Once again she cursed under her breath. She had only the few seconds to put the jacket in her little brother and wrap him in his blanket before she was forced to leave with her brother by his window. She had no time to change out of own pajamas, nor could she grab her shoes at the entrance without alerting her parents.

Her parents…

Years ago she would say that there wasn't anything special about their parents. Her mother was stay at home mother and her father was a salary man at some company that occasionally left on work trips out of the country. They were the type always obeyed the law and go to bed early, with nothing standing out except for a strong insistence for her to attend various martial arts and self defense classes.

That changed when she tried to get some water when she woke up that evening only to see the light in her parents room through a crack in the door. On a whim she peeked through the door and saw a sight that would forever change her world.

Her parents were up, and their bed was covered in guns.

For a moment she couldn't help but stare, watching as her parents handled the guns with what her untrained eyes could easily tell was expert precision. Guns were mostly illegal in Japan, except for the heavily licensed shotgun or air rifles.

Ironic that it was she heard that snapped her out of her trance.

“Use a silencer when you kill Ichika. We don’t want the girls asking questions when we put them on the plane tomorrow.”
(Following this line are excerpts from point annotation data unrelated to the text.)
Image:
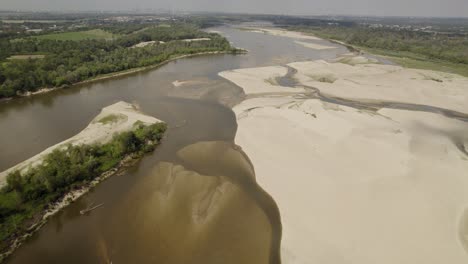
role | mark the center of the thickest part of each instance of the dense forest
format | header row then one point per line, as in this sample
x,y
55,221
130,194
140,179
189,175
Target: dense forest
x,y
425,45
67,62
28,194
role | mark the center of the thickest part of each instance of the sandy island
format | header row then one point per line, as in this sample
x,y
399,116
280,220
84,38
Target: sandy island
x,y
113,119
356,186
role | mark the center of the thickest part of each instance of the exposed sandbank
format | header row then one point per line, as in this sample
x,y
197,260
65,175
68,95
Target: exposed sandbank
x,y
314,45
281,33
355,186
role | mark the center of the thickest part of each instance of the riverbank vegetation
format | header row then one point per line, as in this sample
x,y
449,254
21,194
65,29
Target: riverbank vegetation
x,y
28,194
412,48
71,57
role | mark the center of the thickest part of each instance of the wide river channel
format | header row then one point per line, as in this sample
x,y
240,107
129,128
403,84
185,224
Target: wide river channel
x,y
194,200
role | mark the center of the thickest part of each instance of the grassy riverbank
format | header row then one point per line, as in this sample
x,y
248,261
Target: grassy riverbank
x,y
420,50
27,197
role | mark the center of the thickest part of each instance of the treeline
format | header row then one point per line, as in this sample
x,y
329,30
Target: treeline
x,y
431,45
26,195
68,62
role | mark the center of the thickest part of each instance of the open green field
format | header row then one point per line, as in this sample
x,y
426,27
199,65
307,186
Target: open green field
x,y
80,35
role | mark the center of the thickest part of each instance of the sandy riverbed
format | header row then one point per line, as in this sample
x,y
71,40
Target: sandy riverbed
x,y
281,33
386,82
355,186
113,119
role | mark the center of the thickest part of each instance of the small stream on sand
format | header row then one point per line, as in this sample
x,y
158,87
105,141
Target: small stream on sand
x,y
194,200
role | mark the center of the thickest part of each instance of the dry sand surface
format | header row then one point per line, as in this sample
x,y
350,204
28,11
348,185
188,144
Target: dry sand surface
x,y
360,187
386,82
115,118
259,80
314,45
281,33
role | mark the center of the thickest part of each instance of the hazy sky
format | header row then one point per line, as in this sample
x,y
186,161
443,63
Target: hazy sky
x,y
313,7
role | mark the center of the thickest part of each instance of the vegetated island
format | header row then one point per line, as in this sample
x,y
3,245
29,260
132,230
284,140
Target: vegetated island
x,y
39,187
421,49
31,64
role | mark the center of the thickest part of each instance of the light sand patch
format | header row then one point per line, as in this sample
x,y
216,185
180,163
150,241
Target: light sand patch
x,y
144,44
314,45
358,188
113,119
259,80
197,39
388,83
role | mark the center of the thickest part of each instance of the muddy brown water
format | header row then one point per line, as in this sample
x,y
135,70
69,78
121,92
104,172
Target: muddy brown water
x,y
194,200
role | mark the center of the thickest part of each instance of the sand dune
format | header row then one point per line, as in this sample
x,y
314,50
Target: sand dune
x,y
281,33
355,186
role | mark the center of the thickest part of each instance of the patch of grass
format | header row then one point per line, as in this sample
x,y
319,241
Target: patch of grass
x,y
25,57
80,35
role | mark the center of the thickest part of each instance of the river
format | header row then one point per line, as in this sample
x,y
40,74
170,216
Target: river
x,y
194,200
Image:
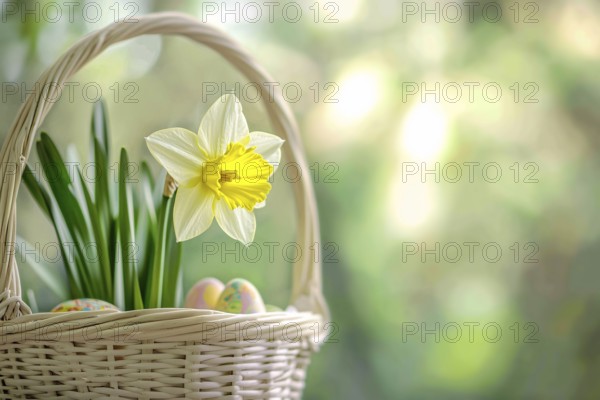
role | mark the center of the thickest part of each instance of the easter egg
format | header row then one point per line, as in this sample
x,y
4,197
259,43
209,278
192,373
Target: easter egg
x,y
272,308
84,305
204,294
240,297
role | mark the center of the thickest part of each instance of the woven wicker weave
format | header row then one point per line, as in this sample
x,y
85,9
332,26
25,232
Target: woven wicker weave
x,y
156,353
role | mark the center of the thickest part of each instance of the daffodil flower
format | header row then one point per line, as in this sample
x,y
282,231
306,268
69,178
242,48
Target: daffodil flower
x,y
223,171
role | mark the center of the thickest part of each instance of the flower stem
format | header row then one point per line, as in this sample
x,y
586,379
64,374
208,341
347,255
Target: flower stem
x,y
157,276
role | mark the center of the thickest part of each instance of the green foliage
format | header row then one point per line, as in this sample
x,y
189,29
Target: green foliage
x,y
117,254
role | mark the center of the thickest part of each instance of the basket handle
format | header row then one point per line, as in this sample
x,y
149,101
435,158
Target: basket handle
x,y
306,287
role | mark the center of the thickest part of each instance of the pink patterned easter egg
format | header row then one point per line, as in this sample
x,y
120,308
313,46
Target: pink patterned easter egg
x,y
84,305
240,297
204,294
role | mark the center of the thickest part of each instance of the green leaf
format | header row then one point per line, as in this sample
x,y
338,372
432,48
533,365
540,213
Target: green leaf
x,y
105,278
100,127
127,233
173,273
62,190
61,185
37,191
154,292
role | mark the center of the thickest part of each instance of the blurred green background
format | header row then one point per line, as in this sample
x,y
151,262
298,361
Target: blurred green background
x,y
399,301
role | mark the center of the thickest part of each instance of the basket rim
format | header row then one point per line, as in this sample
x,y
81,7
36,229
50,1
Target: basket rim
x,y
162,325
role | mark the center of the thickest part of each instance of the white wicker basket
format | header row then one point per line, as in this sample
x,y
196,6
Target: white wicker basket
x,y
155,353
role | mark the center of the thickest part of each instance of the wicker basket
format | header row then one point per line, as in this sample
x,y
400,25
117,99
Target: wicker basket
x,y
154,353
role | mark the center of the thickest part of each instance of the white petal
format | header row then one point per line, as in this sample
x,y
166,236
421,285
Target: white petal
x,y
192,213
268,146
178,151
238,223
224,123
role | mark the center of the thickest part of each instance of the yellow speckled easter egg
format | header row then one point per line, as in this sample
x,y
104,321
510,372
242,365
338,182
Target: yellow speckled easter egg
x,y
84,305
204,294
240,297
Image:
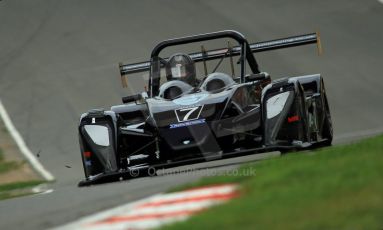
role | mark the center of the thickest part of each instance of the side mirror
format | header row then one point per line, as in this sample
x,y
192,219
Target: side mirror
x,y
257,76
131,98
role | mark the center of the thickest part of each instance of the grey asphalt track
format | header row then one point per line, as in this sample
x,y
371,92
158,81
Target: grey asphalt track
x,y
59,58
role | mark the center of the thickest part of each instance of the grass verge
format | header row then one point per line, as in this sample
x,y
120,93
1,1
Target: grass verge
x,y
339,187
14,189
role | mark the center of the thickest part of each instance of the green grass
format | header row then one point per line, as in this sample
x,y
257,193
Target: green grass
x,y
339,187
14,189
6,166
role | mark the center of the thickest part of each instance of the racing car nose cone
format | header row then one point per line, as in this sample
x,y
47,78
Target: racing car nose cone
x,y
186,142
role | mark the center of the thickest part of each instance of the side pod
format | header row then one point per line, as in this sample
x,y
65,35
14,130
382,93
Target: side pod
x,y
97,134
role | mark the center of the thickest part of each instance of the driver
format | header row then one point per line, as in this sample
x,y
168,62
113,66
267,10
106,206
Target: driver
x,y
181,67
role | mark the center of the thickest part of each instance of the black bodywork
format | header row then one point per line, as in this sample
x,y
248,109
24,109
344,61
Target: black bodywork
x,y
249,114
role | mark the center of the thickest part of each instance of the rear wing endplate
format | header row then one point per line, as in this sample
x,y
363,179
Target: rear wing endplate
x,y
219,53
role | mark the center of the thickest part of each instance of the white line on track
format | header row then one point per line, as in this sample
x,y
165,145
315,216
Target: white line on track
x,y
156,210
23,147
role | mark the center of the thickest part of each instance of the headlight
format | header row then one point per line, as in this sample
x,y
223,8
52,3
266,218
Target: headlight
x,y
276,103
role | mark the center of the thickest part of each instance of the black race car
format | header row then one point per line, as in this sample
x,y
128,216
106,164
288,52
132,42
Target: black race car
x,y
204,105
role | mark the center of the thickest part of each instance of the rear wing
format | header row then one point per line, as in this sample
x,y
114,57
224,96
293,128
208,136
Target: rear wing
x,y
235,51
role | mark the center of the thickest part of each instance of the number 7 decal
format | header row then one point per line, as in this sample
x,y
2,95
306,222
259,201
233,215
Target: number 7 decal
x,y
188,114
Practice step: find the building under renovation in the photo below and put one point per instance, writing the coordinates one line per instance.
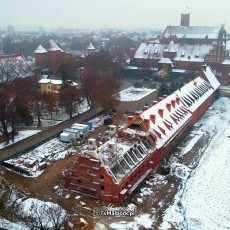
(113, 170)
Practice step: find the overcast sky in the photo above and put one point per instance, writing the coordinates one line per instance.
(124, 14)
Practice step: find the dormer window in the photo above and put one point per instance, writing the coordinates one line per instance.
(145, 51)
(183, 53)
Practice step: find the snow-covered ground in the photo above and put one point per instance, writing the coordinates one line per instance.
(134, 94)
(34, 162)
(20, 136)
(40, 213)
(203, 202)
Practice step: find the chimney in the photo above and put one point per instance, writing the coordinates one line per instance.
(204, 67)
(147, 123)
(137, 113)
(154, 102)
(161, 112)
(178, 100)
(153, 118)
(168, 106)
(173, 102)
(146, 107)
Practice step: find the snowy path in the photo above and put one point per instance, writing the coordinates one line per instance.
(205, 199)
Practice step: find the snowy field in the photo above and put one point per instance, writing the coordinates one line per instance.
(20, 136)
(205, 196)
(42, 215)
(33, 163)
(203, 200)
(134, 94)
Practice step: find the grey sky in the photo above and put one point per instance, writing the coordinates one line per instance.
(125, 14)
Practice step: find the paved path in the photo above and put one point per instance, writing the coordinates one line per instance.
(44, 134)
(51, 131)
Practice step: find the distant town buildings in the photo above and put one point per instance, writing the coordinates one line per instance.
(184, 48)
(51, 56)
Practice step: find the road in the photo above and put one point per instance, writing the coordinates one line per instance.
(51, 131)
(44, 134)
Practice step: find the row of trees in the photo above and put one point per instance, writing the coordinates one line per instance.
(100, 81)
(21, 101)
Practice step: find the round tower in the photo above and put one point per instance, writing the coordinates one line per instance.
(55, 54)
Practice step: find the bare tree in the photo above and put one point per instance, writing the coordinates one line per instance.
(8, 115)
(70, 99)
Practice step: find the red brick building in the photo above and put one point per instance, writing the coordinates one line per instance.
(112, 171)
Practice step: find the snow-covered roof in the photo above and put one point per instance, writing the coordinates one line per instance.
(40, 50)
(226, 61)
(168, 116)
(52, 81)
(195, 32)
(211, 77)
(171, 48)
(90, 47)
(12, 66)
(194, 93)
(174, 116)
(194, 53)
(52, 46)
(184, 52)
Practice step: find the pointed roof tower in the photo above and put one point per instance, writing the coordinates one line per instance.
(52, 46)
(171, 47)
(185, 18)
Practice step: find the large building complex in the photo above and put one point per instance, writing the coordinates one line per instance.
(112, 171)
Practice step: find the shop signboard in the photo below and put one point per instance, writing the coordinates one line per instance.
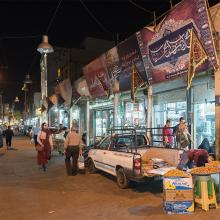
(96, 75)
(129, 54)
(167, 48)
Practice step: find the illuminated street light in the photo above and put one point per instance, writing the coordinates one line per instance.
(27, 79)
(44, 48)
(16, 99)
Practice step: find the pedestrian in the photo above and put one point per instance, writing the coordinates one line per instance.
(73, 148)
(167, 134)
(184, 136)
(1, 138)
(176, 131)
(8, 137)
(44, 138)
(35, 132)
(193, 158)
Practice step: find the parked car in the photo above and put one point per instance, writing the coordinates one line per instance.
(121, 155)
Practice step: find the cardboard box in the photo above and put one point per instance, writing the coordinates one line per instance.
(177, 183)
(186, 207)
(178, 195)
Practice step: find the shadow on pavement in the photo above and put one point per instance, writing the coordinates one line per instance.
(146, 210)
(150, 185)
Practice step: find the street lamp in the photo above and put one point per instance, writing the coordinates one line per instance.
(44, 48)
(16, 99)
(27, 79)
(25, 89)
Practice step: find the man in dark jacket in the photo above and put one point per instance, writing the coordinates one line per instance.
(8, 136)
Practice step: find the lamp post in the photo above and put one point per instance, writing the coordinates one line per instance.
(27, 79)
(44, 48)
(25, 89)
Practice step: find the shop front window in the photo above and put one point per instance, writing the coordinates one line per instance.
(54, 117)
(104, 120)
(204, 122)
(134, 114)
(64, 118)
(172, 111)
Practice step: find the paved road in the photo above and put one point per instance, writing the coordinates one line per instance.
(26, 192)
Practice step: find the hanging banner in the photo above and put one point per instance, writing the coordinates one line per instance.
(111, 59)
(82, 87)
(129, 53)
(197, 56)
(53, 99)
(136, 82)
(168, 47)
(93, 72)
(65, 90)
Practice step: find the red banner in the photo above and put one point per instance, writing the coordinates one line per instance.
(92, 71)
(167, 48)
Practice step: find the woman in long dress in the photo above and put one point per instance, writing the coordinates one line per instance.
(44, 138)
(185, 137)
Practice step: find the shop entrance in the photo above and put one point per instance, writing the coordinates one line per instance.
(135, 114)
(172, 111)
(104, 120)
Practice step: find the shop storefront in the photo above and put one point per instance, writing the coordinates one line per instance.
(132, 114)
(101, 118)
(59, 116)
(204, 112)
(170, 102)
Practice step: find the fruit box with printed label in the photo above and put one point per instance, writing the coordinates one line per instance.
(178, 195)
(177, 183)
(186, 207)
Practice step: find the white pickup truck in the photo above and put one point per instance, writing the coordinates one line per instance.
(121, 155)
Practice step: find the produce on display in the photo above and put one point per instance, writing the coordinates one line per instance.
(205, 170)
(177, 173)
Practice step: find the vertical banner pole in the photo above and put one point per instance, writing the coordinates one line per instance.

“Don’t worry Ichika, I’ll make sure nothing happens to you.” She whispered as the boy attempted to nuzzle closer against her.

She couldn't go home. If they were planning on sending her and Madoka somewhere, odds are they wouldn't hurt her sister. She couldn't go home without risking Ichika’s life, and her parents would likely check with the few friends she had. The amount of firearms they had made her nervous about calling the police on the chance she was right...

For once in her life, she didn't know what to do.

Luckily the sun hasn't risen and the town was still sleeping. The road was empty and she had yet seen another soul on the road.

It was the moment that she started to walk by the nearby park that fate intervened.

“Nene- Are you alright?”

Turning around, a black haired teenage met a purple hair girl for the first time.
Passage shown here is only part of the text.